[Intel-gfx] [PATCH 05/11] drm/i915/perf: allow for CS OA configs to be created lazily
Chris Wilson
chris at chris-wilson.co.uk
Wed Oct 9 20:36:35 UTC 2019
From: Lionel Landwerlin <lionel.g.landwerlin at intel.com>
Here we introduce a mechanism by which the execbuf part of the i915
driver will be able to request that a batch buffer containing the
programming for a particular OA config be created.

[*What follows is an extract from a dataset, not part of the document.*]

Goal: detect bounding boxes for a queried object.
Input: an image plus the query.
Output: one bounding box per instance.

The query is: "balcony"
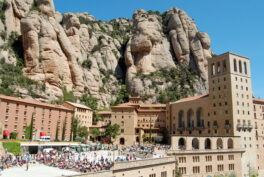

We'll execute these OA configuration buffers right before executing a
set of userspace commands so that a particular user batchbuffer be
executed with a given OA configuration.
This mechanism essentially allows the userspace driver to go through
several OA configuration without having to open/close the i915/perf
stream.
v2: No need for locking on object OA config object creation (Chris)
Flush cpu mapping of OA config (Chris)
v3: Properly deal with the perf_metric lock (Chris/Lionel)
v4: Fix oa config unref/put when not found (Lionel)
v5: Allocate BOs for configurations on the stream instead of globally
(Lionel)
v6: Fix 64bit division (Chris)
v7: Store allocated config BOs into the stream (Lionel)
Signed-off-by: Lionel Landwerlin <lionel.g.landwerlin at intel.com>
Reviewed-by: Chris Wilson <chris at chris-wilson.co.uk> (v4)
---
drivers/gpu/drm/i915/gt/intel_gpu_commands.h | 1 +
drivers/gpu/drm/i915/i915_perf.c | 107 +++++++++++--------
drivers/gpu/drm/i915/i915_perf.h | 24 +++++
drivers/gpu/drm/i915/i915_perf_types.h | 23 ++--
4 files changed, 102 insertions(+), 53 deletions(-)
diff --git a/drivers/gpu/drm/i915/gt/intel_gpu_commands.h b/drivers/gpu/drm/i915/gt/intel_gpu_commands.h
index b0227ab2fe1b..0987100c786b 100644
--- a/drivers/gpu/drm/i915/gt/intel_gpu_commands.h
+++ b/drivers/gpu/drm/i915/gt/intel_gpu_commands.h
@@ -138,6 +138,7 @@
/* Gen11+. addr = base + (ctx_restore ? offset & GENMASK(12,2) : offset) */
#define MI_LRI_CS_MMIO (1<<19)
#define MI_LRI_FORCE_POSTED (1<<12)
+#define MI_LOAD_REGISTER_IMM_MAX_REGS (126)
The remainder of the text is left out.